# Uncoupling



## janstey (Dec 8, 2010)

Hi All, I am a newbie trying to understand the uncoupling aspect of HO model railroading. I want to be able to move cars around in a yard without physically touching the cars. My Bachmann starter set (which I have added much more track to) came with an undertrack magnet for this purpose. Out of my 5 cars, I can only uncouple one car about 50% of the time by stopping the coupler over the magnet quickly, then changing directions. The other cars refuse to uncouple. Is there a better way to uncouple cars? Thanks! JeffA


----------



## sstlaure (Oct 12, 2010)

Get a coupler gage and make sure the trip pin is set at the right height. I also use the under track magnet type, but I think I'd like the ones you turn on/off better. 

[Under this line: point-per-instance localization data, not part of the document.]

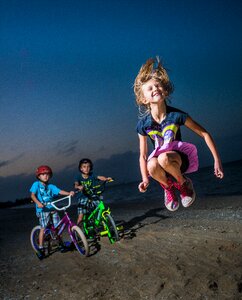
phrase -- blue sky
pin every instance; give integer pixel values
(66, 75)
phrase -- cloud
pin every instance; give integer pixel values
(4, 163)
(66, 148)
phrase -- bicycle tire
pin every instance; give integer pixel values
(80, 241)
(111, 228)
(34, 238)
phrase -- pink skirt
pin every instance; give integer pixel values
(189, 149)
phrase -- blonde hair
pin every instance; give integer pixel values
(152, 69)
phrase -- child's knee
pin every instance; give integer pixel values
(152, 166)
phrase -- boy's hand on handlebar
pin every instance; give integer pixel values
(40, 205)
(143, 186)
(109, 179)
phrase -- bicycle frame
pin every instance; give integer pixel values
(54, 232)
(100, 210)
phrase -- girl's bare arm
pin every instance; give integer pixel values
(198, 129)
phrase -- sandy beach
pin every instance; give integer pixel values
(194, 253)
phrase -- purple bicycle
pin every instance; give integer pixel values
(52, 235)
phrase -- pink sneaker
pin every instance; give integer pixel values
(187, 191)
(171, 202)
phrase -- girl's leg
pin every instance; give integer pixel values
(79, 219)
(158, 173)
(171, 162)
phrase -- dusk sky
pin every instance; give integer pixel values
(66, 75)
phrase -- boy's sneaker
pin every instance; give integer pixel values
(187, 192)
(171, 202)
(41, 253)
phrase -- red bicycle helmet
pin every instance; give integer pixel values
(42, 170)
(85, 161)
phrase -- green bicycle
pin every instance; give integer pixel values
(99, 221)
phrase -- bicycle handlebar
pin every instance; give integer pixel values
(92, 191)
(58, 200)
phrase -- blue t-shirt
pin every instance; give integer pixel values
(44, 193)
(168, 130)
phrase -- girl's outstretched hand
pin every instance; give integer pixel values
(143, 186)
(218, 170)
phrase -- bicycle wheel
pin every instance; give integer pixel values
(80, 240)
(111, 228)
(89, 228)
(34, 238)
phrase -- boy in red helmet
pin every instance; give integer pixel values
(42, 192)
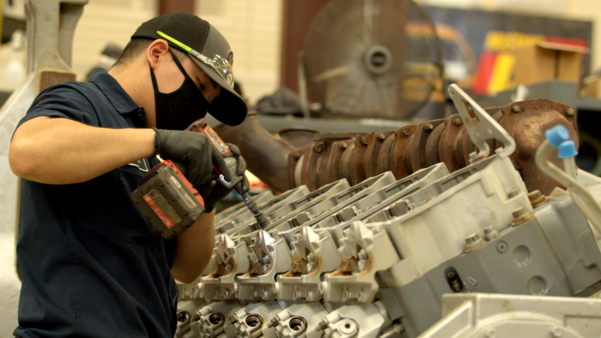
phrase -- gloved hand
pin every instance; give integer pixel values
(193, 150)
(213, 191)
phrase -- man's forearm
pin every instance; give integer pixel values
(62, 151)
(194, 249)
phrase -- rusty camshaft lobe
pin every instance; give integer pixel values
(415, 147)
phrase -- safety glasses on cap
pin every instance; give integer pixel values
(220, 64)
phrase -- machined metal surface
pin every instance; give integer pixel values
(377, 257)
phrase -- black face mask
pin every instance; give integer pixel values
(177, 110)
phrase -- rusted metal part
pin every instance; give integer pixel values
(338, 149)
(317, 159)
(370, 158)
(357, 156)
(527, 127)
(403, 137)
(416, 148)
(265, 155)
(357, 168)
(385, 156)
(411, 148)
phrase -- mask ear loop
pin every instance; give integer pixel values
(179, 65)
(154, 80)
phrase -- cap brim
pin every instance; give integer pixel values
(228, 107)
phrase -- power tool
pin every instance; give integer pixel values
(170, 201)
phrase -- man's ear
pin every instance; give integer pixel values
(157, 53)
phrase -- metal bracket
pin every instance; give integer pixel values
(480, 126)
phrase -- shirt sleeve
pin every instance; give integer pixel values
(65, 101)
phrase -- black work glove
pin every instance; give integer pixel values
(192, 150)
(212, 192)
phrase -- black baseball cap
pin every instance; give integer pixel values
(209, 50)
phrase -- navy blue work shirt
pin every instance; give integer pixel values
(92, 264)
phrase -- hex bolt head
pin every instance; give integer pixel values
(537, 198)
(473, 242)
(569, 111)
(490, 233)
(520, 215)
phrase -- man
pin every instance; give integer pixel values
(92, 264)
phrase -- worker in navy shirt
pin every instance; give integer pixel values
(92, 264)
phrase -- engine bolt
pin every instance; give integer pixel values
(569, 111)
(490, 233)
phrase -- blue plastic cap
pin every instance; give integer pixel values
(557, 135)
(567, 149)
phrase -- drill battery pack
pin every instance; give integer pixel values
(168, 199)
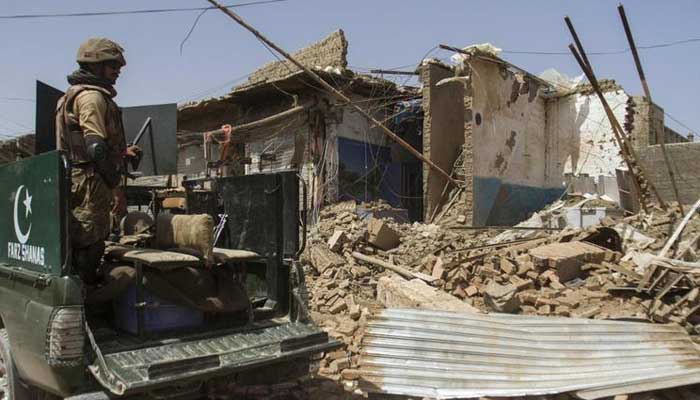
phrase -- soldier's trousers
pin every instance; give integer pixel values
(91, 202)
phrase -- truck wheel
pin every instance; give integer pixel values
(10, 386)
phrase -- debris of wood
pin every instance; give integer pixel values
(501, 298)
(405, 273)
(336, 242)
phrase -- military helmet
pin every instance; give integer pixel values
(96, 50)
(136, 222)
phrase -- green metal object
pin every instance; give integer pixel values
(41, 300)
(32, 230)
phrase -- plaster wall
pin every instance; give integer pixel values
(443, 130)
(509, 146)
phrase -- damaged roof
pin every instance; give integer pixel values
(279, 80)
(447, 355)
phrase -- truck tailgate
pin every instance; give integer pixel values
(141, 369)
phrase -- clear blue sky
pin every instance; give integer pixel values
(382, 33)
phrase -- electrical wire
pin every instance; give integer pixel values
(131, 12)
(605, 52)
(17, 99)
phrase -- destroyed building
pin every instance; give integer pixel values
(282, 120)
(526, 140)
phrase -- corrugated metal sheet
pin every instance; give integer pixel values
(448, 355)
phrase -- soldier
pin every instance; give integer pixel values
(89, 128)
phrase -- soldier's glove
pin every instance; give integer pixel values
(134, 154)
(98, 153)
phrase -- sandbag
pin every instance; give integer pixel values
(191, 232)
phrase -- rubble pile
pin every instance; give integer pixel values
(634, 268)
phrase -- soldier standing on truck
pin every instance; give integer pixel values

Basically you pull the coupler connection you wish to uncouple over the magnet fwd, then reverse direction just enough to create slack between the cars, then reverse direction fwd again and the (2) couplers should uncouple. 

FYI...I have much better luck with Kadee couplers than with the Bachmann plastic couplers. I've converted most of my rolling stock to Kadees.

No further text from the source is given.